You are viewing a plain text version of this content. The canonical link for it is here.

Posted to user@spark.apache.org by Adam Tobey <ad...@datadoghq.com.INVALID> on 2020/06/29 21:05:17 UTC

[Debug] [Spark Core 2.4.4] org.apache.spark.storage.BlockException: Negative block size -9223372036854775808

Hi,

I'm encountering a strange exception in spark 2.4.4 (on AWS EMR 5.29):
org.apache.spark.storage.BlockException: Negative block size
-9223372036854775808.
I've seen this mostly from this line (for remote blocks)
org.apache.spark.storage.ShuffleBlockFetcherIterator$$anonfun$splitLocalRemoteBlocks$3.apply(ShuffleBlockFetcherIterator.scala:295)
But also from this line (for local blocks)
org.apache.spark.storage.ShuffleBlockFetcherIterator$$anonfun$splitLocalRemoteBlocks$3.apply(ShuffleBlockFetcherIterator.scala:281)
The block size of -9223372036854775808 (Long.MinValue) is the same every
time.

I only see this exception coming from a single physical node in every
cluster (i3.16xlarge EC2 instance hosting multiple executors), but it
affects multiple executors across separate jobs running on this node over
relatively long periods of time (e.g. 1+ hours) and outlives the first
executors that encounter the exception. This has happened on multiple EMR
clusters. We have dynamic allocation enabled, so it could be related
somehow to the external shuffle service, which would continue running
across these jobs. We am also using Kryo as the serializer.
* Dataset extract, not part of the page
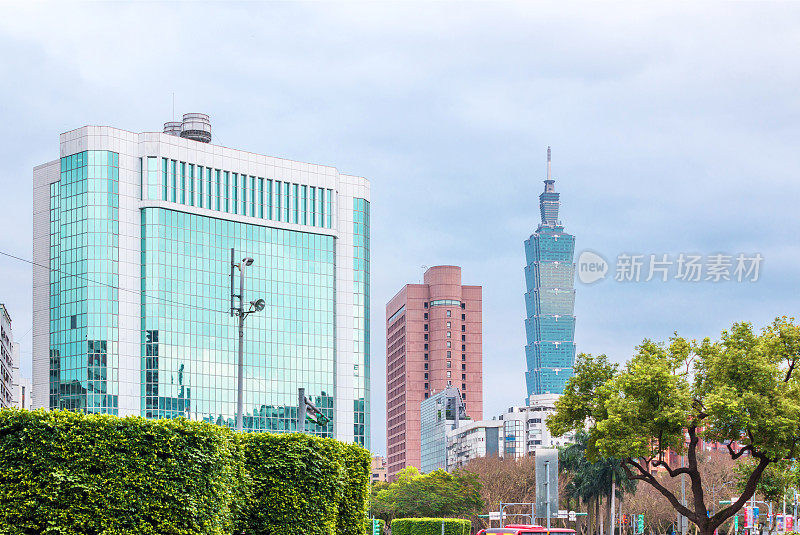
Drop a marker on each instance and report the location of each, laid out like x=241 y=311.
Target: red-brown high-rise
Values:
x=433 y=337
This exception occurs in multiple stages, but all these stages are reading
shuffle output from a single stage with 15,000 partitions. When this
exception occurs, the job does not fail, but it loses shuffle data between
stages (the number of shuffle records written from upstream stages is
slightly more than the number read) and the job output becomes corrupted.
Re-running the job on a new cluster produces correct output as long as this
exception is never thrown.

From reading the code, it seems to me the only possible way to have
Long.MinValue as a block size is from the avgSize of a
HighlyCompressedMapStatus since the size compression scheme of taking log
base 1.1 cannot produce a negative size (negative inputs map to 1:
https://github.com/apache/spark/blob/v2.4.4/core/src/main/scala/org/apache/spark/scheduler/MapStatus.scala#L75-L95).
I don't see how the average computation itself can output Long.MinValue due
to the size checks above, even in case of overflow (
https://github.com/apache/spark/blob/v2.4.4/core/src/main/scala/org/apache/spark/scheduler/MapStatus.scala#L203-L240
).

Does anyone have ideas as to how this block size of Long.MinValue is
possible? Thanks!